When considering this option for your child, be sure to discuss the
pros and cons of telescoping and nontelescoping rods with your
orthopedic surgeon. Also, keep in mind that this is a treatment that
must be repeated as the child outgrows the rods.
Several medications and other
treatments are being explored for their potential use to treat O.I. These
include growth hormone treatment, treatment with intravenous and oral drugs
called bisphosphonates, an injected drug called teriparatide (for adults only)
and gene therapies. It is not clear if people with recessive O.I. will respond in
the same manner as people with dominant O.I. to these treatments. The O.I.

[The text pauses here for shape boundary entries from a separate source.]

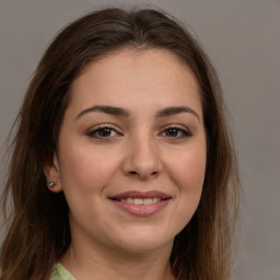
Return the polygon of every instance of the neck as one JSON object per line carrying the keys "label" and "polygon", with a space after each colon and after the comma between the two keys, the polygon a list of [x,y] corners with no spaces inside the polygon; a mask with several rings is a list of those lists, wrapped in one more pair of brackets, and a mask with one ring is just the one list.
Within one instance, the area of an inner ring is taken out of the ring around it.
{"label": "neck", "polygon": [[72,240],[60,262],[79,280],[175,280],[170,266],[172,245],[129,253]]}

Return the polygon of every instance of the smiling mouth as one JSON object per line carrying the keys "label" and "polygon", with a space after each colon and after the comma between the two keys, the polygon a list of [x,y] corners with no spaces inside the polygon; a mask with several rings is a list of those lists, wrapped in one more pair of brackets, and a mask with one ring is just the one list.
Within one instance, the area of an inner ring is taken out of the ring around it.
{"label": "smiling mouth", "polygon": [[168,205],[171,196],[161,191],[127,191],[108,197],[118,208],[136,215],[151,215]]}
{"label": "smiling mouth", "polygon": [[129,203],[129,205],[135,205],[135,206],[149,206],[149,205],[154,205],[158,203],[162,200],[167,200],[170,198],[159,198],[159,197],[154,197],[154,198],[121,198],[121,199],[117,199],[117,198],[110,198],[115,201],[119,201],[119,202],[125,202],[125,203]]}

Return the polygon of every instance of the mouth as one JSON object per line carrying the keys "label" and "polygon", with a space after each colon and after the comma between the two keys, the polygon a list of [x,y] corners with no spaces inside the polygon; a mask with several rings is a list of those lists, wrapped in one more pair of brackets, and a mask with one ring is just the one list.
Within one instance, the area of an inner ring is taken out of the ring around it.
{"label": "mouth", "polygon": [[140,217],[147,217],[159,212],[165,208],[172,199],[171,196],[155,190],[144,192],[127,191],[108,198],[121,210]]}

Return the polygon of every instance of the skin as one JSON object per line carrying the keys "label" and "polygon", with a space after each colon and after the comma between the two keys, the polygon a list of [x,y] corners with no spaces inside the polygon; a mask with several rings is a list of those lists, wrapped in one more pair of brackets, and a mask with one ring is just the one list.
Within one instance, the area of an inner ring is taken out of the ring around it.
{"label": "skin", "polygon": [[[86,110],[98,105],[128,116]],[[159,116],[178,106],[189,110]],[[173,240],[197,209],[205,168],[199,86],[185,63],[161,49],[122,49],[91,62],[74,81],[59,152],[45,168],[70,208],[72,242],[61,264],[79,280],[174,279]],[[130,190],[171,199],[139,217],[108,198]]]}

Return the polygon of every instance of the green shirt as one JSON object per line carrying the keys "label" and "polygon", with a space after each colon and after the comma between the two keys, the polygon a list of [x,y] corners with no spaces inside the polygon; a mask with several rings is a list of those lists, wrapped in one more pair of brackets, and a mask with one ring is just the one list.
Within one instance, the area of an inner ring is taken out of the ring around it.
{"label": "green shirt", "polygon": [[56,264],[50,280],[75,280],[71,273],[61,265]]}

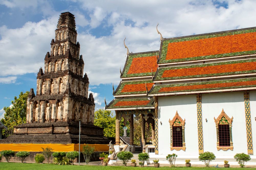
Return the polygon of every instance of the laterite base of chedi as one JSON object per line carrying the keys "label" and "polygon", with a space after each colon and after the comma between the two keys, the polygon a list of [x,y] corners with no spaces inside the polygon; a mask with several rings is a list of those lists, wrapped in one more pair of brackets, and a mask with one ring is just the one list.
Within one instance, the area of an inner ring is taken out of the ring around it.
{"label": "laterite base of chedi", "polygon": [[[13,135],[0,143],[78,143],[79,128],[79,124],[63,122],[23,124],[16,126]],[[111,140],[103,136],[103,128],[92,125],[81,125],[81,143],[108,144]]]}

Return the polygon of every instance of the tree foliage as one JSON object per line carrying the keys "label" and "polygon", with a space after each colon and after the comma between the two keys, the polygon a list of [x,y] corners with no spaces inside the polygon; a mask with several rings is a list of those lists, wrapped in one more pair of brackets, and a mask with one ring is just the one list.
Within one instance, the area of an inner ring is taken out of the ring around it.
{"label": "tree foliage", "polygon": [[77,151],[71,151],[67,153],[67,158],[72,160],[72,164],[74,165],[74,160],[79,156],[79,152]]}
{"label": "tree foliage", "polygon": [[6,161],[9,162],[11,158],[14,156],[15,152],[11,150],[5,150],[0,152],[0,154],[5,158]]}
{"label": "tree foliage", "polygon": [[111,117],[111,111],[100,109],[95,111],[94,116],[94,125],[104,128],[104,136],[115,136],[115,117]]}
{"label": "tree foliage", "polygon": [[121,151],[117,154],[118,159],[123,161],[123,164],[125,166],[129,160],[133,156],[133,154],[129,151]]}
{"label": "tree foliage", "polygon": [[27,151],[19,151],[16,153],[16,156],[19,157],[21,161],[21,163],[23,163],[26,158],[29,155],[30,152]]}
{"label": "tree foliage", "polygon": [[95,148],[94,147],[93,147],[87,144],[85,146],[83,147],[83,150],[82,153],[83,155],[83,157],[85,160],[85,163],[86,165],[88,165],[89,162],[91,160],[91,157],[92,155],[94,152]]}
{"label": "tree foliage", "polygon": [[26,123],[27,114],[27,99],[28,91],[25,93],[22,92],[18,98],[14,97],[12,101],[12,106],[4,108],[5,113],[1,121],[8,128],[3,131],[3,134],[5,137],[11,135],[13,126]]}
{"label": "tree foliage", "polygon": [[176,158],[177,156],[178,155],[174,153],[171,155],[168,154],[166,156],[166,160],[170,163],[171,167],[175,166],[175,161],[176,161]]}
{"label": "tree foliage", "polygon": [[199,161],[202,161],[204,162],[206,167],[209,167],[211,162],[216,158],[214,154],[212,152],[206,152],[199,154]]}
{"label": "tree foliage", "polygon": [[45,158],[47,159],[47,163],[49,163],[49,161],[50,159],[51,158],[52,154],[52,150],[53,150],[49,146],[47,146],[45,148],[41,148],[43,150],[42,151],[42,153]]}
{"label": "tree foliage", "polygon": [[143,167],[144,166],[144,164],[145,163],[145,161],[146,161],[147,159],[149,158],[149,155],[147,153],[142,152],[139,154],[138,157],[140,161],[142,163],[142,166]]}
{"label": "tree foliage", "polygon": [[244,153],[237,153],[234,156],[234,158],[236,159],[238,162],[238,164],[242,168],[245,166],[245,164],[247,161],[251,160],[251,157],[249,155],[247,155]]}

Foundation provides current information on research studies, as well as
information about participating in clinical trials.
Prognosis
The prognosis for a person with O.I. varies greatly depending on the number and
severity of symptoms. Respiratory failure is the most frequent cause of death
for people with O.I., followed by accidental trauma. Despite numerous fractures,
restricted physical activity, and short stature, most adults and children with
O.I. lead productive and successful lives. They attend school, develop friendships
and other relationships, have careers, raise families, participate in sports
and other recreational activities and are active members of their communities.